Tuesday, October 2, 2012

wonderful ideas?

one of my favorite graduate classes is called "the having of wonderful ideas" but it's probably one of the hardest classes to explain to people. it sounds like a real hippie type of class but it has to be the class where i feel the most inspired! i'm clearly drinking whatever lemonade the professor is serving up in class.

the quick and dirty of the class is this:
we spend every week learning how to follow people's thinking in order to help them learn more about a given thing/topic/new idea. this class consists of demonstrations during class time that inform the fieldwork (aka - experiments) that we do on other people, fieldwork reports, small group sections where we talk about the ideas together, weekly journaling to think deeply about what we are learning, lots of readings and a moon journal. yes, i said a moon journal.

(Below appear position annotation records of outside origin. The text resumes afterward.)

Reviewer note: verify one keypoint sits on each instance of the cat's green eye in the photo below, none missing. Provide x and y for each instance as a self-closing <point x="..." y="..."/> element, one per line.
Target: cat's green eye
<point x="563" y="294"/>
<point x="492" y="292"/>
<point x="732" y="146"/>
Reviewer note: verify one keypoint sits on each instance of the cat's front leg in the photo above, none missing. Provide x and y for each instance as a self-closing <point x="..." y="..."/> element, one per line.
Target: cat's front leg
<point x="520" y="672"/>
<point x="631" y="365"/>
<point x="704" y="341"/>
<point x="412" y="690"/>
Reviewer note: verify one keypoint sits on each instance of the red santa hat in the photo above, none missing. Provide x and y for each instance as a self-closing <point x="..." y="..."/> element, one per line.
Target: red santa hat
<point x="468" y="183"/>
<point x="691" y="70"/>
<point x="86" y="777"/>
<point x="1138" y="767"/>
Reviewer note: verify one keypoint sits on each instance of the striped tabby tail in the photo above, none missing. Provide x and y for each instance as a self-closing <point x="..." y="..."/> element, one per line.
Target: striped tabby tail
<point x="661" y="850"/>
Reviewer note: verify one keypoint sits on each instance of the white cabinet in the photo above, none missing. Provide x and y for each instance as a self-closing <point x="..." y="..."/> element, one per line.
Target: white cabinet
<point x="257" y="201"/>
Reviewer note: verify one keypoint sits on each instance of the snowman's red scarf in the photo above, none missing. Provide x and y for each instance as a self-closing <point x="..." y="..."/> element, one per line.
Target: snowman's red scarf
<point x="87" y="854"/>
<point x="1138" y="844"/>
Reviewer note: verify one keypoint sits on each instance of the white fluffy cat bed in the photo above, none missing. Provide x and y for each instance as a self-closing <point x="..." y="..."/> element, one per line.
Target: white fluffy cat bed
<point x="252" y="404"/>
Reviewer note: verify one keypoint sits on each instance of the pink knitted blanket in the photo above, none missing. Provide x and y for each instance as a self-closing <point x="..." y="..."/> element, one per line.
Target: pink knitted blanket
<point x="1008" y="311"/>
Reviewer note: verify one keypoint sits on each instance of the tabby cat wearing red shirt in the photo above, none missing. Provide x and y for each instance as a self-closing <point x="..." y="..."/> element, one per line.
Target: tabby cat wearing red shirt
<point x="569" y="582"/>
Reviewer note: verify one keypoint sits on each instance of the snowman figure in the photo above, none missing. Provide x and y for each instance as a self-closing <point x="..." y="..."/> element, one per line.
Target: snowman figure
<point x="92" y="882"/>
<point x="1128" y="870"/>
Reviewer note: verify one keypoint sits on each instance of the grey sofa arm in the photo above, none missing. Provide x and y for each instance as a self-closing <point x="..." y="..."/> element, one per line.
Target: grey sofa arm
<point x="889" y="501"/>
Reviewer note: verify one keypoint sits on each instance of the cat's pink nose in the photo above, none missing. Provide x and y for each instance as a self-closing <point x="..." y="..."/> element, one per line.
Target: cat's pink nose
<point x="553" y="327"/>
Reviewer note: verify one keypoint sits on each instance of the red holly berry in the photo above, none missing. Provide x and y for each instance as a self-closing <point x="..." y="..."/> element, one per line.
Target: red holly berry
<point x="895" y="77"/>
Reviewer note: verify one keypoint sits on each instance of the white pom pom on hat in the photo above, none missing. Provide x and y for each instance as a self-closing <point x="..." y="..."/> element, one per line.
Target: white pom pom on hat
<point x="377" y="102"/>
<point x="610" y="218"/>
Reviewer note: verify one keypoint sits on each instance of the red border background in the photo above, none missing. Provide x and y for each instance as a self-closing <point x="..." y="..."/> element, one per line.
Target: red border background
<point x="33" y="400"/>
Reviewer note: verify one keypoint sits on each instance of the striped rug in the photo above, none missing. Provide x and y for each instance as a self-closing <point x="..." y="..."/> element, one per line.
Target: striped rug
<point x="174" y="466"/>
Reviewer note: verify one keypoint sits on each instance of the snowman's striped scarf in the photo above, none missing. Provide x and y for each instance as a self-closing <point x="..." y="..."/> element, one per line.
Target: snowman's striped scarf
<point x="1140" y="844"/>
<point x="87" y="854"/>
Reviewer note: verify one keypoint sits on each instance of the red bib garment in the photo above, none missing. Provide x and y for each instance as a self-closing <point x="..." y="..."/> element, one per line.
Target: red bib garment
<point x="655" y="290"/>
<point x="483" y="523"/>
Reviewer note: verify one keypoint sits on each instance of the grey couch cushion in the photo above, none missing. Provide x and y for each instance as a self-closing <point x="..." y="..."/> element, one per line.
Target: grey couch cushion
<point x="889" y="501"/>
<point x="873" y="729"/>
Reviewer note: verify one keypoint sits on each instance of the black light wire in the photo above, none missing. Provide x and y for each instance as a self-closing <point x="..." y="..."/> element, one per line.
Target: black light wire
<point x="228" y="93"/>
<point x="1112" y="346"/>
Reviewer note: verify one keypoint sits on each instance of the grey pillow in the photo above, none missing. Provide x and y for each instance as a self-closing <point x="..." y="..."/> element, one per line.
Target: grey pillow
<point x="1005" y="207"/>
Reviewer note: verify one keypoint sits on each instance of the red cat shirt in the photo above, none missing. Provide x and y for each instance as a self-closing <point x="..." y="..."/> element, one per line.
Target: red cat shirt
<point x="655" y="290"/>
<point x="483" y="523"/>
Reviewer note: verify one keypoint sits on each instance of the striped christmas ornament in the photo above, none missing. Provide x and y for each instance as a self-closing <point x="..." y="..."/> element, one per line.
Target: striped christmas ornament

because moon journaling seems to intrigue people the most, i will say that the general idea is to (almost) daily write down any observations we have of the moon. we are not allowed to look up anything about the moon though. through our observations, we should be coming up with questions and ideas about the moon. when we discuss it in class and section, i love to hear people talk about the emotional and personal connections they have made with the moon and what they are learning. we are all learning different things, which makes us also learn from each other. it's fascinating.

here are my moon journal entries that i keep in a mini moleskin the boo's mother bought me when i left ny:






so if you notice the moon, think of me. add to my observations. i would love to hear about what other people are observing!

Monday, September 17, 2012

art in boston

this past weekend, the boo came to visit so i decided it would be the perfect time to check out the os gemeos exhibit at the ica with my good friend. my pics can't do the exhibit justice - the colors, patterns, paintings, installations...it was really exciting.






i took more pics but these are my favorites.

we also checked out the art in the rest of the galleries:

i really loved these two sculptures. the one on the left was a hanging sculpture made of fragments from a building fire and the one on the right was in the elevator shaft. 


 i was a total geek for these mirrored chandelier sculptures. they were designed after chandeliers in the metropolitan opera house and look like galaxies. i like art where i can see myself in it.

after roaming around the museum, we also decided to find the os gemeos street art around boston. 
 the size of this was amazingly impressive.

 i had fun walking up to this wall and touching the art.

i wish i could paint like os gemeos. love.